Además, el entorno en que se envía es muy complejo, porque no se compite con otras marcas, sino con tuits, conversaciones en Whatsapp, posts en Facebook o emails. En el móvil, la publicidad “compite con mis amigos, mi familia y conmigo mismo”, y por eso la relevancia es esencial. “El consumidor está en el punto en que quiere encontrarnos pero no quiere que le busquemos”, afirmó Fernández.

Frente a los retos, Millward Brown propone RESPECT hacia el usuario: Relevancy, Engagement, Surprise, Play to Strength, Exchange, Competence, Time & Place.
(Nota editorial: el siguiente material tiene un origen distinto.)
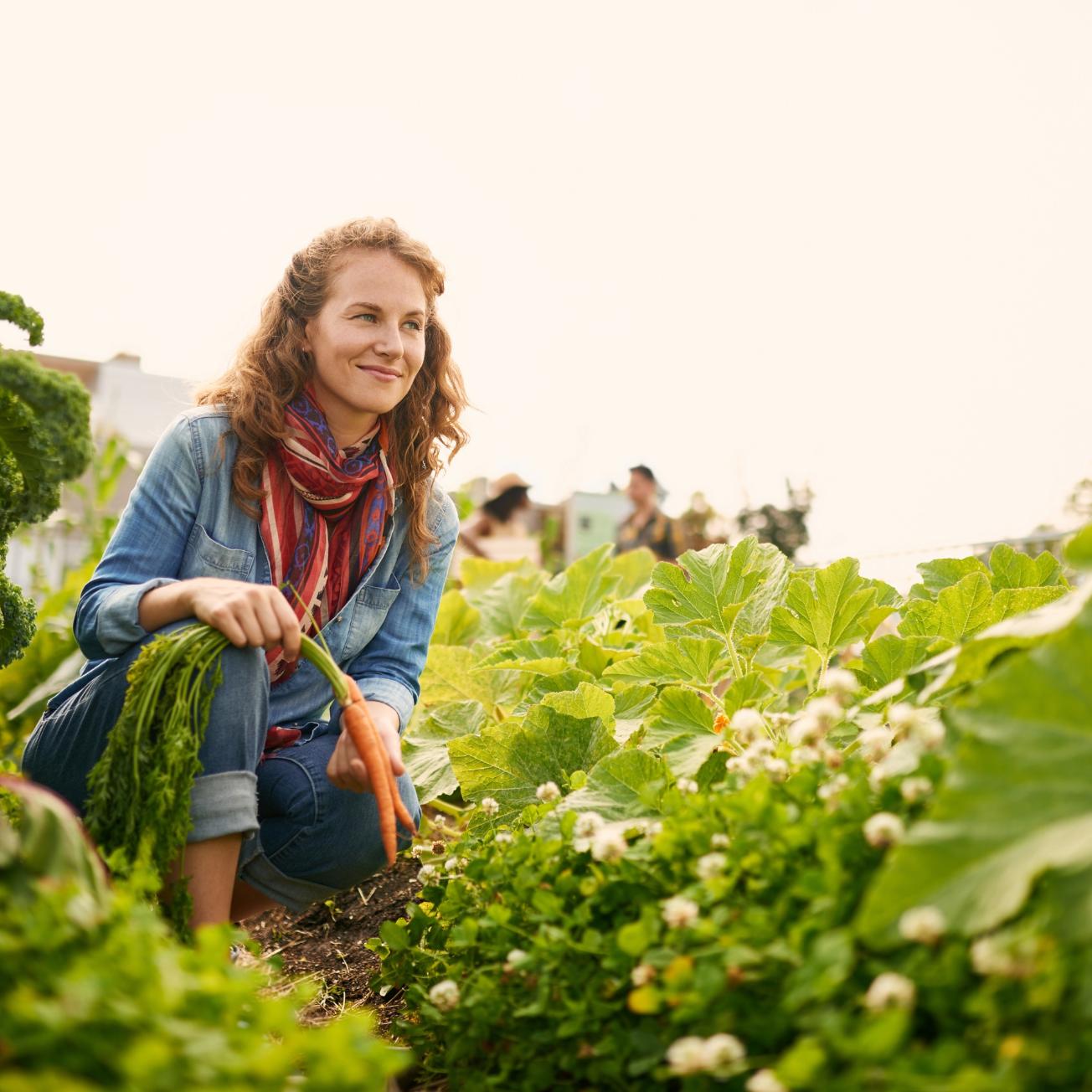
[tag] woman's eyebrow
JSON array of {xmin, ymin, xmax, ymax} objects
[{"xmin": 348, "ymin": 304, "xmax": 425, "ymax": 317}]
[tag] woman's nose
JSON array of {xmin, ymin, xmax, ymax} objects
[{"xmin": 373, "ymin": 324, "xmax": 403, "ymax": 358}]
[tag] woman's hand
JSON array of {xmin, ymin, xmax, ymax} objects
[
  {"xmin": 184, "ymin": 577, "xmax": 301, "ymax": 661},
  {"xmin": 327, "ymin": 701, "xmax": 406, "ymax": 793}
]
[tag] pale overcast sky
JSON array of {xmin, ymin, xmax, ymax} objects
[{"xmin": 0, "ymin": 0, "xmax": 1092, "ymax": 590}]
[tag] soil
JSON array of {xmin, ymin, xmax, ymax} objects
[{"xmin": 245, "ymin": 858, "xmax": 420, "ymax": 1038}]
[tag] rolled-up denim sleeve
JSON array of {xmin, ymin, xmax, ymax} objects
[
  {"xmin": 348, "ymin": 488, "xmax": 459, "ymax": 732},
  {"xmin": 72, "ymin": 415, "xmax": 201, "ymax": 660}
]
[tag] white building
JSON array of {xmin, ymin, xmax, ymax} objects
[{"xmin": 7, "ymin": 353, "xmax": 193, "ymax": 594}]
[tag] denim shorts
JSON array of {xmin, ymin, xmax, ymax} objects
[{"xmin": 22, "ymin": 619, "xmax": 420, "ymax": 913}]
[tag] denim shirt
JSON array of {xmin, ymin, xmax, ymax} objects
[{"xmin": 64, "ymin": 406, "xmax": 459, "ymax": 730}]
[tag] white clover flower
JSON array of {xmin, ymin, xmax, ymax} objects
[
  {"xmin": 504, "ymin": 948, "xmax": 529, "ymax": 972},
  {"xmin": 661, "ymin": 894, "xmax": 700, "ymax": 930},
  {"xmin": 858, "ymin": 724, "xmax": 894, "ymax": 762},
  {"xmin": 694, "ymin": 852, "xmax": 729, "ymax": 880},
  {"xmin": 909, "ymin": 708, "xmax": 945, "ymax": 750},
  {"xmin": 795, "ymin": 744, "xmax": 822, "ymax": 769},
  {"xmin": 428, "ymin": 978, "xmax": 459, "ymax": 1012},
  {"xmin": 816, "ymin": 773, "xmax": 850, "ymax": 804},
  {"xmin": 865, "ymin": 971, "xmax": 917, "ymax": 1012},
  {"xmin": 868, "ymin": 739, "xmax": 922, "ymax": 791},
  {"xmin": 705, "ymin": 1032, "xmax": 747, "ymax": 1073},
  {"xmin": 762, "ymin": 758, "xmax": 788, "ymax": 780},
  {"xmin": 572, "ymin": 811, "xmax": 603, "ymax": 837},
  {"xmin": 592, "ymin": 827, "xmax": 629, "ymax": 862},
  {"xmin": 899, "ymin": 777, "xmax": 933, "ymax": 804},
  {"xmin": 744, "ymin": 1069, "xmax": 788, "ymax": 1092},
  {"xmin": 863, "ymin": 811, "xmax": 906, "ymax": 850},
  {"xmin": 744, "ymin": 736, "xmax": 775, "ymax": 765},
  {"xmin": 971, "ymin": 937, "xmax": 1035, "ymax": 978},
  {"xmin": 667, "ymin": 1035, "xmax": 705, "ymax": 1077},
  {"xmin": 899, "ymin": 906, "xmax": 948, "ymax": 945},
  {"xmin": 729, "ymin": 708, "xmax": 765, "ymax": 743},
  {"xmin": 888, "ymin": 701, "xmax": 917, "ymax": 735},
  {"xmin": 804, "ymin": 697, "xmax": 844, "ymax": 730},
  {"xmin": 786, "ymin": 713, "xmax": 827, "ymax": 747},
  {"xmin": 826, "ymin": 667, "xmax": 861, "ymax": 698}
]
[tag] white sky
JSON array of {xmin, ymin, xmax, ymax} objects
[{"xmin": 0, "ymin": 0, "xmax": 1092, "ymax": 590}]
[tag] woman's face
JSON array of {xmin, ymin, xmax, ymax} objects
[{"xmin": 304, "ymin": 250, "xmax": 427, "ymax": 448}]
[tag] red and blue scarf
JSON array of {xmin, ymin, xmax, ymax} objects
[{"xmin": 261, "ymin": 384, "xmax": 394, "ymax": 683}]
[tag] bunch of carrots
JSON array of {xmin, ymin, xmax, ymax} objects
[{"xmin": 86, "ymin": 624, "xmax": 417, "ymax": 936}]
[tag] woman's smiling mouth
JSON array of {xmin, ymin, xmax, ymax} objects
[{"xmin": 356, "ymin": 363, "xmax": 399, "ymax": 382}]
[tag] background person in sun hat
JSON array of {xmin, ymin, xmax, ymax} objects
[
  {"xmin": 23, "ymin": 219, "xmax": 466, "ymax": 927},
  {"xmin": 615, "ymin": 463, "xmax": 686, "ymax": 561},
  {"xmin": 452, "ymin": 474, "xmax": 542, "ymax": 572}
]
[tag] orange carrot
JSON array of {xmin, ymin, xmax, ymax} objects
[{"xmin": 341, "ymin": 675, "xmax": 417, "ymax": 865}]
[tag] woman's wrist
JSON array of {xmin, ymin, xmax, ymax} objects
[{"xmin": 136, "ymin": 579, "xmax": 194, "ymax": 633}]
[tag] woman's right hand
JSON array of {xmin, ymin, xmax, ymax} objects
[{"xmin": 184, "ymin": 577, "xmax": 301, "ymax": 661}]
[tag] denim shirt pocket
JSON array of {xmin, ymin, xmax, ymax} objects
[
  {"xmin": 344, "ymin": 575, "xmax": 402, "ymax": 660},
  {"xmin": 178, "ymin": 523, "xmax": 255, "ymax": 579}
]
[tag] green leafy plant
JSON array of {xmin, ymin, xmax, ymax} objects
[
  {"xmin": 373, "ymin": 526, "xmax": 1092, "ymax": 1092},
  {"xmin": 0, "ymin": 292, "xmax": 90, "ymax": 667}
]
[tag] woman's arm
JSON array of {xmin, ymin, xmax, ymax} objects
[
  {"xmin": 72, "ymin": 416, "xmax": 201, "ymax": 660},
  {"xmin": 327, "ymin": 493, "xmax": 459, "ymax": 793},
  {"xmin": 72, "ymin": 416, "xmax": 299, "ymax": 660},
  {"xmin": 348, "ymin": 489, "xmax": 459, "ymax": 733}
]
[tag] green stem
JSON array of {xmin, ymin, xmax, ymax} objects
[
  {"xmin": 299, "ymin": 636, "xmax": 348, "ymax": 705},
  {"xmin": 725, "ymin": 636, "xmax": 744, "ymax": 678}
]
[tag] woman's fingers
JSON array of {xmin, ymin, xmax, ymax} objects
[{"xmin": 379, "ymin": 729, "xmax": 406, "ymax": 777}]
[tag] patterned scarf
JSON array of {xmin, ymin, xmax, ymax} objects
[{"xmin": 261, "ymin": 384, "xmax": 394, "ymax": 683}]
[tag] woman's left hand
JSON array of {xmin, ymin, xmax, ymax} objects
[{"xmin": 327, "ymin": 701, "xmax": 405, "ymax": 793}]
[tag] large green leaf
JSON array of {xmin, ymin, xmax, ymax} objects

Unas prácticas que ha sabido trasladar Unilever a sus estrategias. La compañía tiene muchos puntos de contacto con el usuario a lo largo del día a través de sus diferentes productos y, en este entorno, el móvil ha pasado a ser un paso natural en la estrategia con el consumidor para la compañía, tratando de sacar más partido, ofrecer servicios al usuario y hacer pequeñas acciones para entrar en contacto con el consumidor, según explicó Raquel Valverde, responsable de marketing digital de Unilever.

“El origen de todo nuestro plan no tiene que ser el dispositivo, sino que tiene que ser el comportamiento. Cómo está utilizando el usuario el móvil y cómo aportar a esa experiencia”. El móvil se utiliza para buscar información, entretenerse, socializar y comprar. Por eso, “es clave entender qué rol juega el móvil, y qué valor añadido podemos ofrecerle al consumidor”.

A la hora de plantear la estrategia móvil, “lo primero es estar, nos tienen que encontrar”, y después ser útiles, añadió Valverde.